L’egemonia della parola si estende oltre il perimetro fisico e psicologico, due trascurabili approdi rispetto al passaporto indispensabile per viaggiare nel mondo: oltre a ciò che il corpo contiene e per certi versi espone, esiste un linguaggio rappresentativo di dialogo con una fisicità assente che però riporta ai dogmi della lingua greca.

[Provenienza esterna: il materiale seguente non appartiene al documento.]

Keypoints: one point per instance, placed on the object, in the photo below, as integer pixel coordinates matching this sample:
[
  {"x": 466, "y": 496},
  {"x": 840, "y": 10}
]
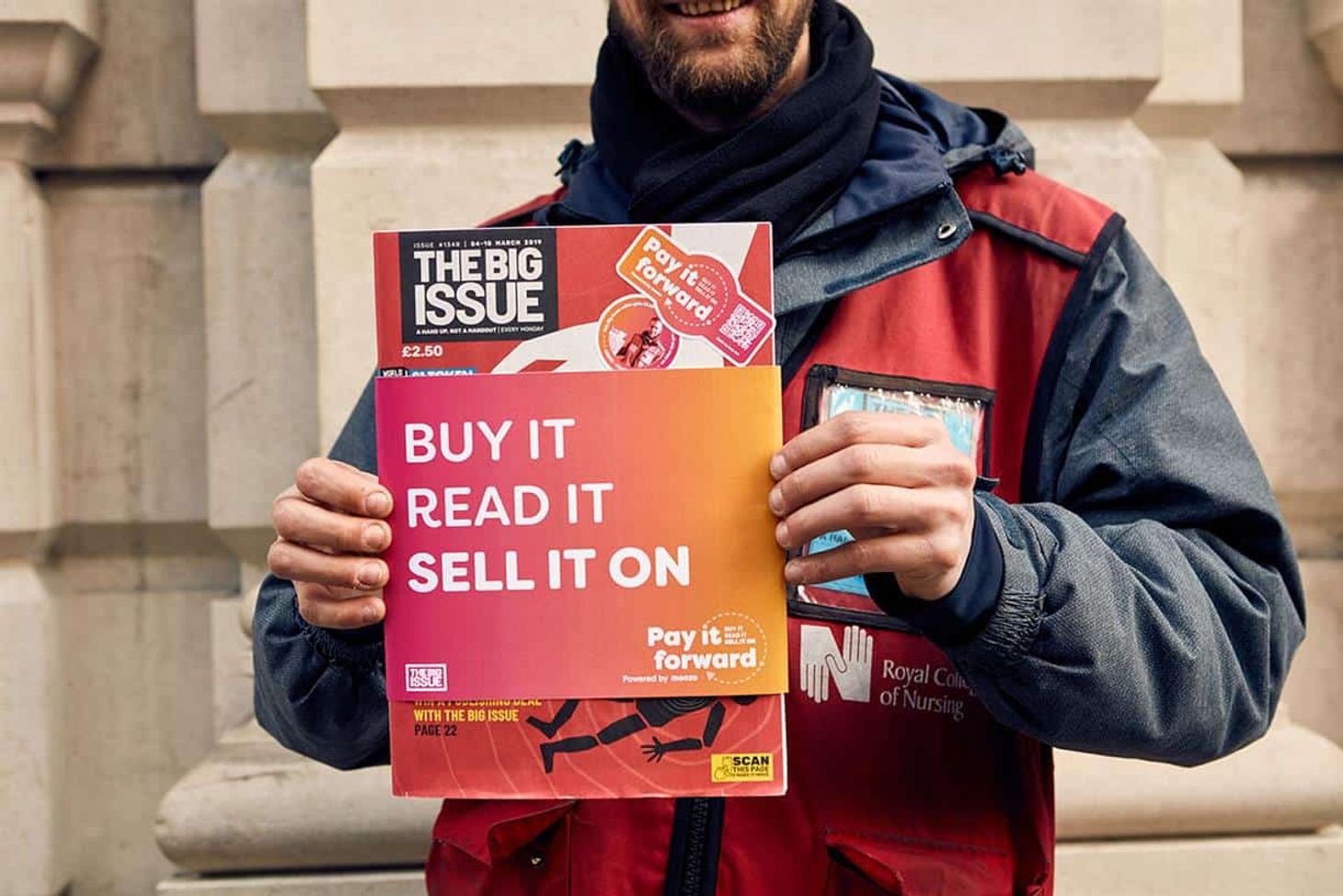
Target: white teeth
[{"x": 706, "y": 7}]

“Le parole annotate alla fine del diario si rimescolavano liberamente come dotate di una volontà propria, dando forma a frasi sconosciute. Ogni tanto, parole aguzze come spiedi le trafiggevano il sonno e si svegliava di soprassalto, a più riprese nell’arco di una stessa notte. Meno dormiva, più i suoi nervi si facevano pericolosamente sensibili; a volte, un dolore indescrivibile le comprimeva la bocca dello stomaco come un ferro rovente. Ma la cosa più penosa di tutte era che sentiva con una chiarezza agghiacciante ogni singola parola che le usciva di bocca. Perfino la frase più banale lasciava intravedere con la trasparenza del cristallo perfezioni e imperfezioni, verità e inganno, bellezza e bruttezza. Lei si vergognava di quelle frasi, che si dipanavano bianche come ragnatele dalle sue mani e dalla sua lingua. Le veniva da vomitare. Le veniva da gridare“.
“L’ora di greco” antico di voce come sottofondo al lento incedere del passato costruisce nido al silenzio sofferto del linguaggio.
Han Kang adatta al pensiero moderno l’immobilità di una lingua in stretta competizione con il mutismo solitario e sottile della protagonista.
A tratti rarefatto si mostra il dialogo, a volte inefficace per quel suo modo di opporsi alla mappa segreta della memoria.
Del resto, non è forse eletta virtù della calamita accogliere e mai respingere? Quale sia la radice del linguaggio serrato la ripresa dell’arte comunicativa non tarderà ancora per molto. Ci sarà un’altra prima volta di una lingua responsabile di far ritrovare la strada di casa dietro somministrazione di un’ora di greco.